Abstract

This paper examines the working lives of migrant women in the sex sector in Ghana, in light of surging global interest in the governance of “slavery and trafficking”. The paper draws on qualitative data gathered in Ghana in 2021, namely 30 interviews with migrant sex workers. Interview data document wide-ranging and systematic labour exploitation, including some of the worst forms of unfreedom characterised as “modern slavery”. Yet the majority of workers report that they entered into and stay in sex work out of economic necessity (i.e. rather than individualised, extra-economic relations of coercion), typically due to caring responsibilities. To explain this, the paper makes two interrelated arguments: firstly, it shows why the concept of “unfree labour” is more appropriate than “modern slavery” for capturing how extreme exploitation emerges from a continuum of labour unfreedom in the Ghanaian sex sector. Unfreedom is (re)produced through state laws, relations of (re)production, and trajectories of neoliberal economic restructuring, which have given rise to widespread precarisation and informalisation.

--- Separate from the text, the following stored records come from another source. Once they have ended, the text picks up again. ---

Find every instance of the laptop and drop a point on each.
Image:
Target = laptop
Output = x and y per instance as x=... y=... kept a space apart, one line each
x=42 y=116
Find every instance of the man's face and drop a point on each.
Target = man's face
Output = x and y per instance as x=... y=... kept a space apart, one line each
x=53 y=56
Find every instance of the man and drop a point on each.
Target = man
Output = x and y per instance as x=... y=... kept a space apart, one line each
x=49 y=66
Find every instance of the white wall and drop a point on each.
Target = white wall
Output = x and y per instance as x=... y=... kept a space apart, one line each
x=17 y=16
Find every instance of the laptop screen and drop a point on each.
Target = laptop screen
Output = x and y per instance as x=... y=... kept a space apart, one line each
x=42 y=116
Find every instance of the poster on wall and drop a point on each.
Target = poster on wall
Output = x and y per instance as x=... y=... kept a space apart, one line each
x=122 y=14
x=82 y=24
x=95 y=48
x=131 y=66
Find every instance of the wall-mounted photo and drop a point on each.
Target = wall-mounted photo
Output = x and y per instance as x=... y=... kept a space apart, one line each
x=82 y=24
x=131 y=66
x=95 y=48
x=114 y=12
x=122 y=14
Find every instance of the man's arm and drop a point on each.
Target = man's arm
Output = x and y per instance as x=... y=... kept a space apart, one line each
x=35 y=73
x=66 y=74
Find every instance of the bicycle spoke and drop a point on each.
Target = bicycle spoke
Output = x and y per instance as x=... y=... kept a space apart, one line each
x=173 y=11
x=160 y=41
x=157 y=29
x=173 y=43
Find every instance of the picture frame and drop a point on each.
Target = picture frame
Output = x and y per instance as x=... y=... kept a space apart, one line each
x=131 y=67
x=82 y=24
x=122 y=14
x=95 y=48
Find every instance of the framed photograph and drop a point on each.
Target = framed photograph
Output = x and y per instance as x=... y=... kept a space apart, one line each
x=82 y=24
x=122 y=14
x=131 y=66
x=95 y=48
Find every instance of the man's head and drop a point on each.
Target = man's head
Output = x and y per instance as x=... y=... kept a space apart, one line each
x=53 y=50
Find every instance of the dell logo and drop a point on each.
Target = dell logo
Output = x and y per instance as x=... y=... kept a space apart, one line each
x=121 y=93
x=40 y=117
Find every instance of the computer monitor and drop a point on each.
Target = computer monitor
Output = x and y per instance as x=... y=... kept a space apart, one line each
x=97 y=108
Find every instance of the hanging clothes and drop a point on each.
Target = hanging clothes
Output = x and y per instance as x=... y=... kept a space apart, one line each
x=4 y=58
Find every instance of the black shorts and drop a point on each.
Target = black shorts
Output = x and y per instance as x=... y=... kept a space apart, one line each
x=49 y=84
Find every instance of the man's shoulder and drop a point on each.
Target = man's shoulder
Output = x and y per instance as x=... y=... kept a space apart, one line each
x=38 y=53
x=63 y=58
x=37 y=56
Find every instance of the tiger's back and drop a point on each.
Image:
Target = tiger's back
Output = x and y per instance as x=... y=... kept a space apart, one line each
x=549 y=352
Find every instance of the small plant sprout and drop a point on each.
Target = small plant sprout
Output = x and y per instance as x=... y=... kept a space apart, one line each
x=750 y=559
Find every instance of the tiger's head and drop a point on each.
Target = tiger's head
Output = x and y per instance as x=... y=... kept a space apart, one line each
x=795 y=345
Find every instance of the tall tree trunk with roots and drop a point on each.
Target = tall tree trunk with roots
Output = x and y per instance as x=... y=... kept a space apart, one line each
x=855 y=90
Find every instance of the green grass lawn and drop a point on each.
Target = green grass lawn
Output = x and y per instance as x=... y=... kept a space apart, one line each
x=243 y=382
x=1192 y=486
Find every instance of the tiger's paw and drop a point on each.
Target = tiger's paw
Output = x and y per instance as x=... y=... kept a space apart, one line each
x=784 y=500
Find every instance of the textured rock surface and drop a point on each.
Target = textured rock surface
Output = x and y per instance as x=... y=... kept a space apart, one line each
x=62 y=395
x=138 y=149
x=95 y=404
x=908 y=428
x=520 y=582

Secondly, the paper argues that extant studies of unfree labour should pay greater attention to the crisis of social reproduction as a key structural driver of unfree labour. This crisis constitutes the broader material conditions in which migrant women in Ghana enter into and stay in highly exploitative forms of work within the sex sector, as a means of household survival. The paper contextualises this crisis not only in relation to neoliberalism, but to the longue durée of colonial capitalism in Ghana.